PDFsharp & MigraDoc Foundation

PDFsharp - A .NET library for processing PDF & MigraDoc Foundation - Creating documents on the fly
It is currently Thu Aug 22, 2024 2:17 am

All times are UTC


Forum rules


Please read this before posting on this forum: Forum Rules



Post new topic Reply to topic  [ 8 posts ] 
Author Message
PostPosted: Fri Feb 05, 2016 3:26 pm 
Offline

Joined: Fri Feb 05, 2016 2:58 pm
Posts: 6
I haven't seen this particular situation mentioned anywhere on the boards.

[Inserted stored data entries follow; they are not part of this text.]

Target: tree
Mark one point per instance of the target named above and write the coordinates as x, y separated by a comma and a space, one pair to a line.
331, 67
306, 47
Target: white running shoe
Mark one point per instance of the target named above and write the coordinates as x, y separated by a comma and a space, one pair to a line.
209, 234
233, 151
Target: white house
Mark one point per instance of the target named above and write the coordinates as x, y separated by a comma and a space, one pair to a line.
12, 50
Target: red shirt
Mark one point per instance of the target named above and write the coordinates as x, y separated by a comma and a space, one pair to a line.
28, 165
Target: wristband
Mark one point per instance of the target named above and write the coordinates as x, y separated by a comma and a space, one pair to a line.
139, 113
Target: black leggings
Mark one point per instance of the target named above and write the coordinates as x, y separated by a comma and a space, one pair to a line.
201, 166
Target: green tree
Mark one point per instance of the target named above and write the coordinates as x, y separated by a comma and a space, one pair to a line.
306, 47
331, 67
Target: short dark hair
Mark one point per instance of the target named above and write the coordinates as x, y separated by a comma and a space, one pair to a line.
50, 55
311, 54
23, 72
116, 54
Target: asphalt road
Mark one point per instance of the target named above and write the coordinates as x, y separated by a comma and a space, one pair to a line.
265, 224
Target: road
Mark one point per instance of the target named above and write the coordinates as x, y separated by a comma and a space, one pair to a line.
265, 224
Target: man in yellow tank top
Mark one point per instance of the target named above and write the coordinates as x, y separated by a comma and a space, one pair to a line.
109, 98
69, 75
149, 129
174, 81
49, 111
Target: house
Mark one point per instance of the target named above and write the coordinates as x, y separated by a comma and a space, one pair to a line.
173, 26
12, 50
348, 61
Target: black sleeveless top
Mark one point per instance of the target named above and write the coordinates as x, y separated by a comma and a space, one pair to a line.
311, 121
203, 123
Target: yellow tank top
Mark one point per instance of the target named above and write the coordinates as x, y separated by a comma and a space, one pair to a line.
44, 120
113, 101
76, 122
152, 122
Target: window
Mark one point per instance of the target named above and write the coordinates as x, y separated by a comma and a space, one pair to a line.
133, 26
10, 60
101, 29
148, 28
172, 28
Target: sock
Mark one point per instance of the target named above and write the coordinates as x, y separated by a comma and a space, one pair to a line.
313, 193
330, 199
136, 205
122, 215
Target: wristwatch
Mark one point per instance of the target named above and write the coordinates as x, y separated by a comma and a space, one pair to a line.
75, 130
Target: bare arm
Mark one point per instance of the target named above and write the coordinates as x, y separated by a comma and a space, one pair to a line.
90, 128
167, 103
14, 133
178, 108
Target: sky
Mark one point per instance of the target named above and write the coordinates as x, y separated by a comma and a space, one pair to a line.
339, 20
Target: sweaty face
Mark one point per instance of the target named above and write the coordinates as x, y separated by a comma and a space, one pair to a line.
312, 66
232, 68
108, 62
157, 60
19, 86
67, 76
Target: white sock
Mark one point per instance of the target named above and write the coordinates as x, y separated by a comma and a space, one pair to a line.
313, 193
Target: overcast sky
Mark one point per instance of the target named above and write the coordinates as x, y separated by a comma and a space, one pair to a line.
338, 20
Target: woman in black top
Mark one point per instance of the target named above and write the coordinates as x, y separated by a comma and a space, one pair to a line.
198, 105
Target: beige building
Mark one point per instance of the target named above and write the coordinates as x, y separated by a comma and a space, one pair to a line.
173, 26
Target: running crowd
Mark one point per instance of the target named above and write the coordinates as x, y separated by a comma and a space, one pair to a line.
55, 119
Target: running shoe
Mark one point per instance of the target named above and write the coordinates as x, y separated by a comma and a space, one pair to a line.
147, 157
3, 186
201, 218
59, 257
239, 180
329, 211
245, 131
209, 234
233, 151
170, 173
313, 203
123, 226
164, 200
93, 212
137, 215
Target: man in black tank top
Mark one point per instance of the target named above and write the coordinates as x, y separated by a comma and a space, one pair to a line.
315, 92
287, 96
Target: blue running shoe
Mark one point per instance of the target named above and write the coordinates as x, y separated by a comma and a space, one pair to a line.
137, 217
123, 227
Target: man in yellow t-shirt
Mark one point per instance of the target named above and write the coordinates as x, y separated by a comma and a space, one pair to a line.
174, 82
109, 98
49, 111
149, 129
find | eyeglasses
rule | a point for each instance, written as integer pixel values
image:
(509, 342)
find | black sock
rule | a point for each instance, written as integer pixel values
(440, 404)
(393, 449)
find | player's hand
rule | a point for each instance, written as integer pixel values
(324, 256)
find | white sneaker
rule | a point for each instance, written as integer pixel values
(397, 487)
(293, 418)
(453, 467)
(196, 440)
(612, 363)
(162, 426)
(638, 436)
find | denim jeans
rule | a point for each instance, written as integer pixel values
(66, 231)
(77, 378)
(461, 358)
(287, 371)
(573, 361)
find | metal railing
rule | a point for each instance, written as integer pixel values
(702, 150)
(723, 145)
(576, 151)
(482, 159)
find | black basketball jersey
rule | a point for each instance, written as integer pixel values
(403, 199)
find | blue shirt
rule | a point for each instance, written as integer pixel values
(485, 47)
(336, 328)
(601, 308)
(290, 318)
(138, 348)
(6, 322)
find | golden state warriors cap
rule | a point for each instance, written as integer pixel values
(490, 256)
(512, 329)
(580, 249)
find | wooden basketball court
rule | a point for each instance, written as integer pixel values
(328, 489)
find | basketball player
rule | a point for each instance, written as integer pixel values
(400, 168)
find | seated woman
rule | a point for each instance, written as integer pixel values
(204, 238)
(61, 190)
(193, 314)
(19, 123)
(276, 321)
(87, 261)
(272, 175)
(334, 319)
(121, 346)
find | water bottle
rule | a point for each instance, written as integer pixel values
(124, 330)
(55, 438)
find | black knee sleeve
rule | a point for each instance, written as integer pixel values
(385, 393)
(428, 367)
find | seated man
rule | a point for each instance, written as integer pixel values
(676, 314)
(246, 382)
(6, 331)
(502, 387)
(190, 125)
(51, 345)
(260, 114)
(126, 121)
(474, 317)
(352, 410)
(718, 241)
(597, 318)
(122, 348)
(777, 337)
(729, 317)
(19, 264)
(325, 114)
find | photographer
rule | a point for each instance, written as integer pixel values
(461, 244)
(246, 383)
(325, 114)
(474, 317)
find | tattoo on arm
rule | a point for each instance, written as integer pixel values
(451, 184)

I have a project where a vendor is sending us a single PDF containing a number of individual documents (1,800 individual documents, to be exact). Using PDFSharp, we created a routine to split these individual documents into their own PDF. This process splits the documents out correctly.

However, we are unable to open the resulting split PDFs with Adobe Acrobat or Adobe Reader. It opens fine in FoxIt, but we aren't going to be able to go to production without it opening via Adobe. We get the following error message on each page:

Dictionary keys must be direct name objects.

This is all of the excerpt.